Noche tras noche, la luna veía jugar a los niños. Veía dormir a los perros. Veía dormir a los elefantes. Veía dormir a los montes, a los valles y a los ríos. Y veía jugar a los peces.
Se perseguían unos a otros, jugaban al escondite, se deslizaban entre el coral.
Una noche, la luna se atrevió a preguntarles:
-Peces, ¿no dormís? Es de noche…
Los peces le explicaron:
-En el fondo del mar, siempre es de noche. Siempre es tiempo de dormir. Siempre es tiempo de jugar.
La luna se quedó pensativa.
-Yo trabajo de noche y duermo de día –se dijo-. Nunca tengo tiempo de jugar.
La luna decidió entonces que esa noche sería diferente.
-Esta noche voy a jugar.
Primero, preguntó a los peces:
-¿Queréis jugar conmigo?
-No, eres demasiado grande para jugar con nosotros.

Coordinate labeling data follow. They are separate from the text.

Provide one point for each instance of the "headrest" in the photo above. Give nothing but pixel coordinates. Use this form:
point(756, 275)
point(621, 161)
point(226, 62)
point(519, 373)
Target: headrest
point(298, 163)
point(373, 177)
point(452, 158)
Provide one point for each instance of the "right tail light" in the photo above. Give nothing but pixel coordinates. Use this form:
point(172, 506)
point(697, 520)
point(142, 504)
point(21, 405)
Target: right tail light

Entonces preguntó a las gaviotas:
-¿Queréis jugar conmigo?
-No, estamos demasiado ocupadas volando.
Entonces preguntó a la foca:
-¿Quieres jugar conmigo, foca?
-¡Vale! –dijo la foca.
La luna se acercó a la foca para jugar con ella. Cuando ya estaba rozando su morro, la foca tomó impulso y lanzó a la luna por el aire como si fuera una pelota.
La luna salía despedida, aterrizaba en el agua, se zambullía, sorprendía a la foca por detrás, volvía a salir despedida… Arriba abajo, arriba abajo.
Después de toda una noche jugando, la luna supo que merecía la pena reservar un tiempo para jugar.
Al día siguiente todos los periódicos daban la misma noticia: “La luna se ha vuelto loca”.
Sólo El Heraldo del Mar dijo la verdad: “La luna se toma un día de fiesta”.
Desde entonces, una vez al mes, la luna se esconde para jugar. Ese día no la busques en el cielo. No la encontrarás.